Por Érika Gomes
Chegamos ao Planalto Pici, bairro da periferia de Fortaleza, populoso,
conhecido por muitos através dos meios de comunicação pelos problemas de água,
de saneamento e pela violência. Conhecido por nós como um bairro do Maracatu
Nação Pici, pela Quadrilha Tongil, pelos trabalhos do Bando Gambiarra, do
Coletivo Muquifo e do Espaço Frei Tito – Escuta.Enfim, para nós estávamos indo
para um lugar onde a arte da margem brota do chão, que respira tradição
popular, com seus reisados de porta em porta, que reúne uma roda de coco no bar
do seu Gervas. Um lugar de poesia, de coisas simples e bonitas, de pessoas que
andam de bicicleta, que vão a feira no domingo pela manhã. Enfim, um lugar
habitado por pessoas boas, capazes de produzir o belo, o poético, a arte.
Primeiro encontramos com o pessoal do Espaço Frei Tito – Escuta, trocamos
de roupa e seguimos em cortejo pelas vielas do Pici. Cantando nossas músicas,
nos deparando com pessoas sentadas nas calçadas no fim de tarde. “Gente da
gente, povo guerreiro, favela!”. Chegamos à quadra e lá estavam nossos amigos
do Coletivo Muquifo, percebemos o cuidado e o carinho que eles tiveram para
preparar a nossa ida, um cartaz feito à mão anunciava o dia e o horário da
apresentação, e um fanzine com uma foto, passava de mão em mão. O aviso estava
dado à comunidade: hoje tem teatro! Chegamos e ocupamos a quadra e o povo se
organizou ao redor.
Sentimos a vibração das pessoas, a energia viva do povo pobre da
periferia. Não foi uma apresentação teatral convencional, não existia uma clara
separação entre platéia e os atores. O público também teve suas cenas, onde os
próprios atores tiveram que parar para ver, se tornando expectadores do seu
público. Quase sempre os expectadores se voltavam contra os discursos
autoritários de Zé da Granja, o latifundiário.
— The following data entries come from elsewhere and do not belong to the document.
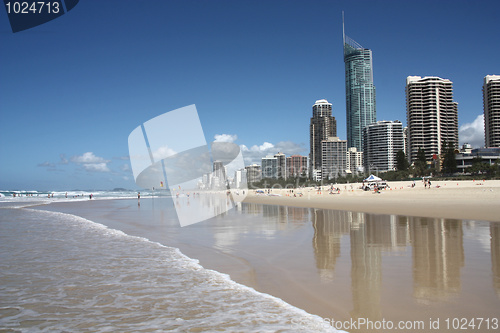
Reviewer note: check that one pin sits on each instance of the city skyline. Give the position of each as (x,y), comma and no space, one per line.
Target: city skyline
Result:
(74,88)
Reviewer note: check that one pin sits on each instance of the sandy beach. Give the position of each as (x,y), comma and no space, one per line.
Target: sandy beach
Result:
(470,200)
(405,254)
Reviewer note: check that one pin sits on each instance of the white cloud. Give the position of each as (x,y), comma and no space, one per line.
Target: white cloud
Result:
(125,167)
(472,133)
(255,153)
(99,167)
(225,137)
(163,152)
(88,158)
(64,160)
(47,165)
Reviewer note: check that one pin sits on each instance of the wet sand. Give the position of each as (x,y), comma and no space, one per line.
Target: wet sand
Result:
(336,264)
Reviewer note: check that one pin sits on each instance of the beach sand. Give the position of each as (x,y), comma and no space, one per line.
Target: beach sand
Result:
(474,200)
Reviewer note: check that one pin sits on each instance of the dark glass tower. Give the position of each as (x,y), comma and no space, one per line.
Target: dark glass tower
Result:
(323,125)
(359,91)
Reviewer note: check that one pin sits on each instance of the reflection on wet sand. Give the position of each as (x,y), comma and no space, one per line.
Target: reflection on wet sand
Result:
(436,245)
(438,256)
(495,255)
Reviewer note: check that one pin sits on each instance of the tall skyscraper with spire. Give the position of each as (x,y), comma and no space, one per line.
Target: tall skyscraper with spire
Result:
(491,98)
(359,90)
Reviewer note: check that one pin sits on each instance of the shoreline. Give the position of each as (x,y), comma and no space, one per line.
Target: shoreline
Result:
(319,261)
(468,200)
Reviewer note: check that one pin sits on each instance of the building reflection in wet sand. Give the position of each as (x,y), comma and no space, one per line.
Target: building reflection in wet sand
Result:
(436,245)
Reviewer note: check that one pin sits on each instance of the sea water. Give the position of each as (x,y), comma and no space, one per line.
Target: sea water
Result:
(63,273)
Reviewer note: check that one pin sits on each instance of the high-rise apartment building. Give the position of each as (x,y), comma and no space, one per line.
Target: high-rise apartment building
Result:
(254,173)
(359,91)
(269,167)
(323,125)
(281,164)
(219,176)
(354,160)
(296,166)
(491,102)
(334,158)
(383,140)
(431,114)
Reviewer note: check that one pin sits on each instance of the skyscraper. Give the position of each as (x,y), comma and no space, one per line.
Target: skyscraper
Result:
(296,166)
(269,167)
(383,140)
(431,115)
(359,90)
(281,161)
(323,125)
(333,158)
(491,102)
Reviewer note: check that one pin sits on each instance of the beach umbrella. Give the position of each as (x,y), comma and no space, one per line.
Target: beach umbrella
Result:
(373,178)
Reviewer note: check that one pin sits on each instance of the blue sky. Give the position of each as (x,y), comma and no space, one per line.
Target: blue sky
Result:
(72,90)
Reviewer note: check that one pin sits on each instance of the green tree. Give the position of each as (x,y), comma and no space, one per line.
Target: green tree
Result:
(401,161)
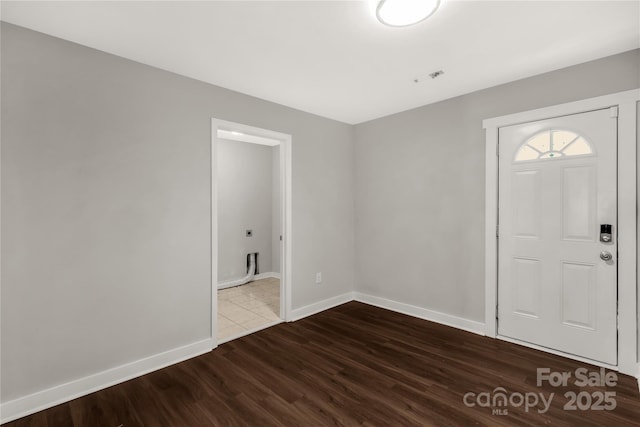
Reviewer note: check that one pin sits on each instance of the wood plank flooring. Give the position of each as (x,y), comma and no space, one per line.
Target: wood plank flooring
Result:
(351,365)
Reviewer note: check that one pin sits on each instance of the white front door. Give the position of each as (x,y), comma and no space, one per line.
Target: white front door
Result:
(557,193)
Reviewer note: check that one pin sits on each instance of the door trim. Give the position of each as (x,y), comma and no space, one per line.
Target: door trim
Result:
(627,298)
(285,206)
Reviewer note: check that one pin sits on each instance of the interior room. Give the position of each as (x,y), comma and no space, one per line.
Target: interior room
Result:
(249,230)
(439,228)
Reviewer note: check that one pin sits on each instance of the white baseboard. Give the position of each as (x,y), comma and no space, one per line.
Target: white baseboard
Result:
(44,399)
(319,306)
(422,313)
(270,275)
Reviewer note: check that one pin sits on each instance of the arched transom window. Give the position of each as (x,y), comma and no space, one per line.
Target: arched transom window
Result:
(553,144)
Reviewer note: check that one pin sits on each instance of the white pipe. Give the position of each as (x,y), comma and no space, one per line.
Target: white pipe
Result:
(246,279)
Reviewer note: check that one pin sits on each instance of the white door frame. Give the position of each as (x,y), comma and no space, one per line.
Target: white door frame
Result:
(285,208)
(627,298)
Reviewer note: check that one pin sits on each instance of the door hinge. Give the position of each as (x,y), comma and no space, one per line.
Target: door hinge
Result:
(613,112)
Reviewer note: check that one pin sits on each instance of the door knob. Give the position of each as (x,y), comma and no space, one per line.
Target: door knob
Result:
(606,256)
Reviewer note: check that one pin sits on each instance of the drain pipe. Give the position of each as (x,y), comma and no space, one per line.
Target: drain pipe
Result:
(246,279)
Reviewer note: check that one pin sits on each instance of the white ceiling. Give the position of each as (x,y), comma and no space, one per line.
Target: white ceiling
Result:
(332,58)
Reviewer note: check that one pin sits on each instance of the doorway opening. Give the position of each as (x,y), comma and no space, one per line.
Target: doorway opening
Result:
(251,213)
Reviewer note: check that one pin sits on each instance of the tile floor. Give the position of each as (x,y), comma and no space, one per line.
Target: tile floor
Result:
(248,307)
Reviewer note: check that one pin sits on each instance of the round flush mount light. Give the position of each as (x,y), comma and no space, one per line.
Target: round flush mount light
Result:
(401,13)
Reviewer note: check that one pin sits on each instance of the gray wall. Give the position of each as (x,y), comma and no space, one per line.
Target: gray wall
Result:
(276,214)
(245,196)
(420,186)
(106,208)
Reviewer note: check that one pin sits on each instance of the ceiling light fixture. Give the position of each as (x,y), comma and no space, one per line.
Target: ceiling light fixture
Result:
(401,13)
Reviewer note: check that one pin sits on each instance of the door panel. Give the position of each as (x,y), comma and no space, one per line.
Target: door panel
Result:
(557,184)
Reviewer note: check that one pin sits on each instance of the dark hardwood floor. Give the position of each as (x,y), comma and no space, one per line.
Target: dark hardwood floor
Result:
(353,365)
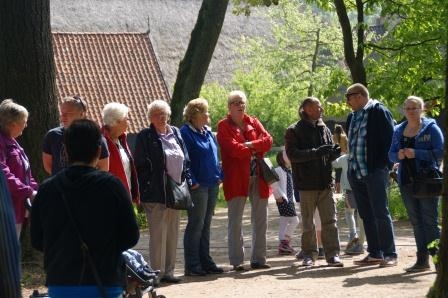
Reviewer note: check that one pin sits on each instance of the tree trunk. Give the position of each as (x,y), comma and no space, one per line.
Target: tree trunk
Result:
(27,74)
(440,288)
(355,62)
(314,63)
(194,65)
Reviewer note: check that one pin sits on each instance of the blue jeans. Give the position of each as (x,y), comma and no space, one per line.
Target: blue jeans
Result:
(371,198)
(423,216)
(197,232)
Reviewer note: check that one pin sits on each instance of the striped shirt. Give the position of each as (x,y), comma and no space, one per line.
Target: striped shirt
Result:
(357,135)
(9,246)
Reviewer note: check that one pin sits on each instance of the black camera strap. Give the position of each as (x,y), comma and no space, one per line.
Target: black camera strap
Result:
(84,248)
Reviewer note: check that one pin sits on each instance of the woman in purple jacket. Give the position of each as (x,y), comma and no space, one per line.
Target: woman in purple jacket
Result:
(13,161)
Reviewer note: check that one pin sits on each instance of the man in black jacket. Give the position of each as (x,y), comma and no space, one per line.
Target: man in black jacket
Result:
(310,148)
(370,128)
(82,219)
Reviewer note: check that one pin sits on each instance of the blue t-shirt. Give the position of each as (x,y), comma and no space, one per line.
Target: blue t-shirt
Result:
(54,145)
(203,152)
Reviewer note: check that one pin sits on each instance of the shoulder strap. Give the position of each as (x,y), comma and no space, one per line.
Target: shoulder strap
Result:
(84,247)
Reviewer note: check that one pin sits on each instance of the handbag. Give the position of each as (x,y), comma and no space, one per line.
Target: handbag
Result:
(427,182)
(177,195)
(267,170)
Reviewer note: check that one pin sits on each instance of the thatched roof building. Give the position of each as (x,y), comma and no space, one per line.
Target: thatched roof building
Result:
(170,23)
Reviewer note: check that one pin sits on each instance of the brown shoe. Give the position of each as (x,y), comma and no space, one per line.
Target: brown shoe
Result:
(388,262)
(238,268)
(368,261)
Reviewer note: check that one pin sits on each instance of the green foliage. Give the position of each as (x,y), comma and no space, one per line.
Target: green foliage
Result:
(244,6)
(140,216)
(303,58)
(396,206)
(433,247)
(410,58)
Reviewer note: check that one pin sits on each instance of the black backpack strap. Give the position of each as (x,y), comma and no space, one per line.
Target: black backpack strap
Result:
(84,248)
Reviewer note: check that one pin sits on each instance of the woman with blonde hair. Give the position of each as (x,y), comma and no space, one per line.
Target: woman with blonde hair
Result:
(121,163)
(206,177)
(160,151)
(418,143)
(243,141)
(13,160)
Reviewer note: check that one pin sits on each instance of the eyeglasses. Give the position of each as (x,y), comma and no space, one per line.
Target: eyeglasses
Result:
(79,101)
(347,95)
(411,109)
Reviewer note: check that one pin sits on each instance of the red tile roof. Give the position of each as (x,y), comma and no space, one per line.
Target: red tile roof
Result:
(107,67)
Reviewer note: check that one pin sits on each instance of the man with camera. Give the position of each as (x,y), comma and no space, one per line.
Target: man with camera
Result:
(309,146)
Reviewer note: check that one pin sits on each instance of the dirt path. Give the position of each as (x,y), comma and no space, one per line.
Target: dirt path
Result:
(287,279)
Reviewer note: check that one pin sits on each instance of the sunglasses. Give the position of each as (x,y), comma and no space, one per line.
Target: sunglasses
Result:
(347,95)
(80,102)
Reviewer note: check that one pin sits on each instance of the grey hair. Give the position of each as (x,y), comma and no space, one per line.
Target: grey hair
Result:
(193,107)
(11,112)
(360,88)
(416,99)
(158,105)
(114,112)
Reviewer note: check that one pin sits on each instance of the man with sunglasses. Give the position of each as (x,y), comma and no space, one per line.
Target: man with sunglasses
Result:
(54,157)
(370,128)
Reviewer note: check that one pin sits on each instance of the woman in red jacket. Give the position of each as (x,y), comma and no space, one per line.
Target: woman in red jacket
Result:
(243,139)
(121,162)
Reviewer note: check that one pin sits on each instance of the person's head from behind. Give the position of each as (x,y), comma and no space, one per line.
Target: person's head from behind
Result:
(72,108)
(338,130)
(237,103)
(82,140)
(13,118)
(196,112)
(357,96)
(414,108)
(310,109)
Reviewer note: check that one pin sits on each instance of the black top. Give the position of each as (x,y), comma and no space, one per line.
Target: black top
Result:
(408,163)
(102,211)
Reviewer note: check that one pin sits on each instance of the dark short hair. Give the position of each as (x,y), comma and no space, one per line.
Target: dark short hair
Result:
(307,101)
(82,139)
(279,158)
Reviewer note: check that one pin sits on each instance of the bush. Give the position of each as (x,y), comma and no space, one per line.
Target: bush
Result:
(396,206)
(141,217)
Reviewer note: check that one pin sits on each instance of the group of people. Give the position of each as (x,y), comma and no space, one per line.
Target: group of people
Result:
(83,218)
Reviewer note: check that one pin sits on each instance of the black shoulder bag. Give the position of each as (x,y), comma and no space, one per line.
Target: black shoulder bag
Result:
(427,182)
(84,248)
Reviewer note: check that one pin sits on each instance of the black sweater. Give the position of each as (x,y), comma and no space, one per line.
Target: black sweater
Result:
(310,170)
(103,214)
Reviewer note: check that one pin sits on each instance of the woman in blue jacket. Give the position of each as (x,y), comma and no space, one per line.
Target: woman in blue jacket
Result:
(417,143)
(206,176)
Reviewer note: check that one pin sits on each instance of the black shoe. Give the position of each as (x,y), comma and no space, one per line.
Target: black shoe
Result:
(170,279)
(321,254)
(239,268)
(335,262)
(195,272)
(307,261)
(259,266)
(214,270)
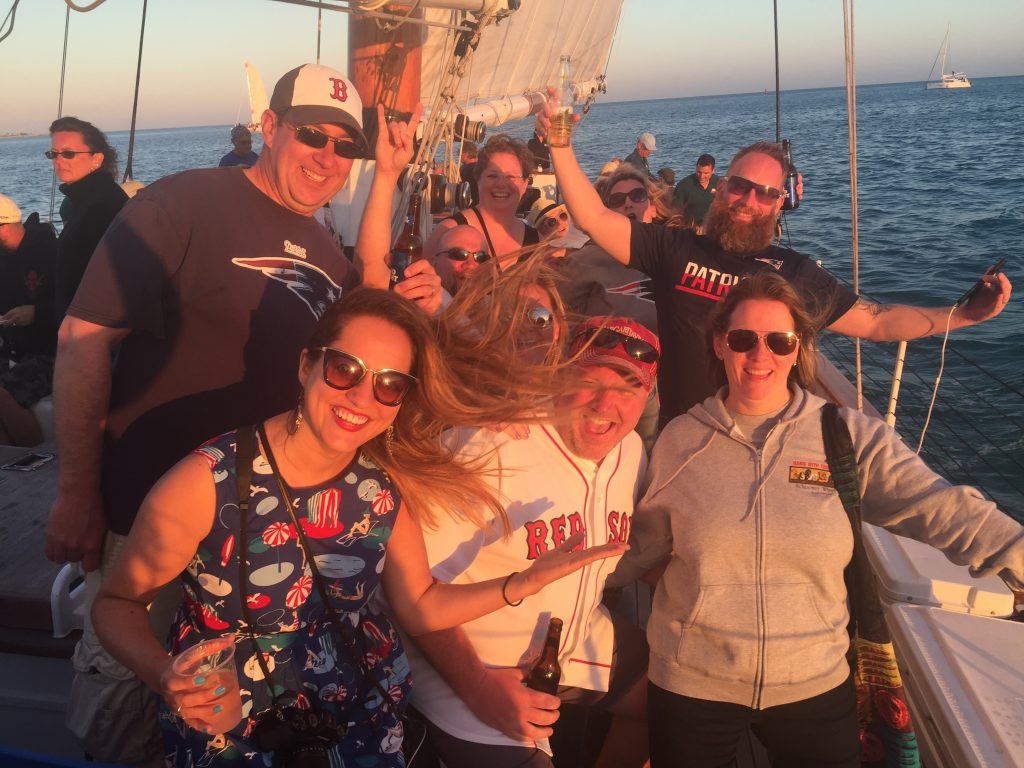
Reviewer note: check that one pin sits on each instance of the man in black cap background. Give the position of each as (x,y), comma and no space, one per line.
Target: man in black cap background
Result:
(242,140)
(208,284)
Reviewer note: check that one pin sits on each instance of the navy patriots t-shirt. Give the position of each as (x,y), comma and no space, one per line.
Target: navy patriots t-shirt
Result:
(220,287)
(689,273)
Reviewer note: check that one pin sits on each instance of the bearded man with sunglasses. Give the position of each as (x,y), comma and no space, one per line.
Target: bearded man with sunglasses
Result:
(207,285)
(691,272)
(579,471)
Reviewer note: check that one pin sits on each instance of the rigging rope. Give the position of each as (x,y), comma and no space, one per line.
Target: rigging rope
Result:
(64,69)
(851,117)
(84,8)
(134,107)
(320,28)
(778,96)
(9,17)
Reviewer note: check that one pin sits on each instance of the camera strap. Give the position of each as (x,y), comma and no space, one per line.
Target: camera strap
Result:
(244,457)
(344,629)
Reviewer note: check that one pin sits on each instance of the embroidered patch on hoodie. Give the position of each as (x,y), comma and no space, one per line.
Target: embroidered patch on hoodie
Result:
(810,473)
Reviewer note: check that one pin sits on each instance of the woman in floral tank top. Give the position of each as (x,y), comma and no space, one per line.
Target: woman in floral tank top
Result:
(360,462)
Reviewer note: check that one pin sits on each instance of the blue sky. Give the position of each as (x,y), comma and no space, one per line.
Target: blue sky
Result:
(195,49)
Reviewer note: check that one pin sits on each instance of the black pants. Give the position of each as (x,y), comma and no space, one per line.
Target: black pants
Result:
(817,732)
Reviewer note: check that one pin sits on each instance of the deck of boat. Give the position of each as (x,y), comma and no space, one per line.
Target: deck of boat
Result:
(35,670)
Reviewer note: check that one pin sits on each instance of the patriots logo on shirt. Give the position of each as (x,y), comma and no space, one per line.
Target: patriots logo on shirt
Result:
(774,263)
(306,281)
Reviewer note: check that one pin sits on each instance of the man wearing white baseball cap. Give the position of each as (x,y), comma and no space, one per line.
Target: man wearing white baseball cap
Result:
(645,146)
(28,259)
(208,283)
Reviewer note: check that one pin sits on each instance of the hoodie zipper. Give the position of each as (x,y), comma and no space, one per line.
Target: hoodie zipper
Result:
(759,522)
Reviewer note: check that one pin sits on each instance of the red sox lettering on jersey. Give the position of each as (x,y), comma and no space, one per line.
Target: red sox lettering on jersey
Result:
(544,535)
(702,281)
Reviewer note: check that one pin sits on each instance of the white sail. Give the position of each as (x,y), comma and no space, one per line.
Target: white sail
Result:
(257,97)
(950,79)
(518,57)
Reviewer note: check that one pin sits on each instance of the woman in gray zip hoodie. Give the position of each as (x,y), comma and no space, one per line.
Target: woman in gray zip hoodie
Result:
(750,617)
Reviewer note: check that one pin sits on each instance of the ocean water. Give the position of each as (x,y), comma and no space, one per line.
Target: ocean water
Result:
(941,198)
Os atores que representavam os
opressores quase não conseguiam falar seu texto, pois a oposição era grande e
contagiante.
Nesse dia o povo bolou no chão como nunca na cena do dinheiro. Sentiamos
que estávamos nos apresentamos para as pessoas que mais entendiam o que
estávamos falando. Sim, o povo, a plebe das periferias de fortaleza sabe o que
é luta de classes, da luta diária dos trabalhadores, algo bem próximo da
realidade de cada um que assistia aquelas cenas. Consciência de classe sim!
Pois não é necessário ler Marx para entender que existe exploração e opressão.
Saímos do Pici com uma alegria contagiante no coração, uma euforia, um
sentimento de troca único. Aquela apresentação entrou para a história do grupo
Nóis de Teatro. Percebemos a importância de estar com nossos parceiros de luta,
os grupos da periferia como Nóis, e de estar em contato com as pessoas que
estão nas margens e compreendem a arte de resistência, aquela que nos dedicamos
a fazer, pois somos também fruto das contradições da favela, do gueto. Não
falamos de algo distante da nossa realidade, gritamos alto, cantamos e dançamos
apenas a opressão que também nos mutila.